Canadians love their boys and girls in uniform, and even those people who oppose specific actions, such as the war in Afghanistan, are rarely, if ever, accused of a lack of patriotic support. So how does it happen that veterans are left to fend for themselves, left to negotiate the hazards of civilian life? The judge in Keddy’s case (Keddy, a veteran, assaulted his girlfriend) is bewildered at the state of affairs, and the Crown prosecutor responds:
“They are aware he’s got psychological issues. There were programs set up for him that he has not been attending. And their position is … they’re not in the business of 24-hour-a-day babysitting, because they perceive that he is a soldier and has responsibilities himself.”
In other words, the military has programmes to help these soldiers, but they are responsible for availing themselves of the programmes. To me this seems a bit backward.
The vetrans’ ombudsman in Ottawa, retired colonel Pat Strogan says:
“the military must better prepare soldiers for the stress of war, including subjecting them to virtual-reality representations of warlike conditions before they go on tour.

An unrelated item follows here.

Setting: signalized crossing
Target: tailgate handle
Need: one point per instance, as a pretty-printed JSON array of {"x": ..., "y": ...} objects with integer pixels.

‘I don’t think the military is doing enough. It’s not all about learning how to pull the trigger and strip and assemble your weapon. It’s also about seeing the blood and gore and really being able to relate to somebody who’s badly mutilated and you have to put tourniquets on. We tried to set up a program of stress inoculation. I brought it to the powers that be.’
At the risk of contradicting an expert, that also seems backwards to me. Divorce them even further from the reality of civilian life before they go? Wouldn’t that make it even harder to acclimatize to civilian life later on? Sure, they mightn’t be as traumatized by the experiences in the war, but they’d hardly find it easier to live without it or to connect with loved ones and refrain from violence once back home.

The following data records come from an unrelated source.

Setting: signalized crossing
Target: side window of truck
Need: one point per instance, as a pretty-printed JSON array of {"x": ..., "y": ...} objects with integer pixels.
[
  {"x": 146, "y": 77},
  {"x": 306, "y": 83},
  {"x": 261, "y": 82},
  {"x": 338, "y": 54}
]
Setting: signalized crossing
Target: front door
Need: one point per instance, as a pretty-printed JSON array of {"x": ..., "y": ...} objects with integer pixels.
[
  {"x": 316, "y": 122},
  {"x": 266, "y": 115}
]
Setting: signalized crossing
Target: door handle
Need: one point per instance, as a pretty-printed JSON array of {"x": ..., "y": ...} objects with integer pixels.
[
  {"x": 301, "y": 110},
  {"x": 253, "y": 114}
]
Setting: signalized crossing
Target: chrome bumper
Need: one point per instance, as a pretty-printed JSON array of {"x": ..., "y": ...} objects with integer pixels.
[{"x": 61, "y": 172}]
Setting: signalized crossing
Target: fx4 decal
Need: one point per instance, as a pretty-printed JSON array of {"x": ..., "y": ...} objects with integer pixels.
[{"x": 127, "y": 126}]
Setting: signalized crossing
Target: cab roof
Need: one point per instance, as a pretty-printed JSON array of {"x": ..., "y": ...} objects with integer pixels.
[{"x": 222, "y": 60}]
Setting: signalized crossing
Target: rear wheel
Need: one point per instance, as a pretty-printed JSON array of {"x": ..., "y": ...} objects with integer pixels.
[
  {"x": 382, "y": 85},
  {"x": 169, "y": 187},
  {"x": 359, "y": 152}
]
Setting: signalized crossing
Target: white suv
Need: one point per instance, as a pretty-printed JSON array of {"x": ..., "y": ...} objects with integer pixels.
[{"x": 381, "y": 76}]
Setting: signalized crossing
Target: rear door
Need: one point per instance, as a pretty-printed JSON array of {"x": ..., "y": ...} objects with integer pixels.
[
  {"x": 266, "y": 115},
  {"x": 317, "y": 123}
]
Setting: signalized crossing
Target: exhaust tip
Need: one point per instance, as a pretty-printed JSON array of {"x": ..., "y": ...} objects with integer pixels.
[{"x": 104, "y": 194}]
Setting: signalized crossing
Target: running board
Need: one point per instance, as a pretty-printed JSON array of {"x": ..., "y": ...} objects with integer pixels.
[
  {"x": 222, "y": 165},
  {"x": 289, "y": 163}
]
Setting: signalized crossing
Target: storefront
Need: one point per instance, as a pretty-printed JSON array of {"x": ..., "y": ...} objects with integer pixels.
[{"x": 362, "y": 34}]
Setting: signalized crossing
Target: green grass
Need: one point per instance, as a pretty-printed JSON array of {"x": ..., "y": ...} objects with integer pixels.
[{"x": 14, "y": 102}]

It seems to me that soldiers should have training on the de-escalation side, the same way as the military provides training to ramp up to field duty. A gradual demob programme for veterans (ideally together in a group) to get used to not needing to be hypervigilant, a system for dealing with violent and aggressive compulsion, mandatory mental health care for those who suffer from suicidal thoughts, depression, or guilt. A support system for the families of returning soldiers so that they can report signs of drug use, physical aggression, or trauma. I see this type of programme as one that every veteran would participate in—just like every soldier needs training to go to war, every soldier needs training to integrate back into a non-war state after the fact.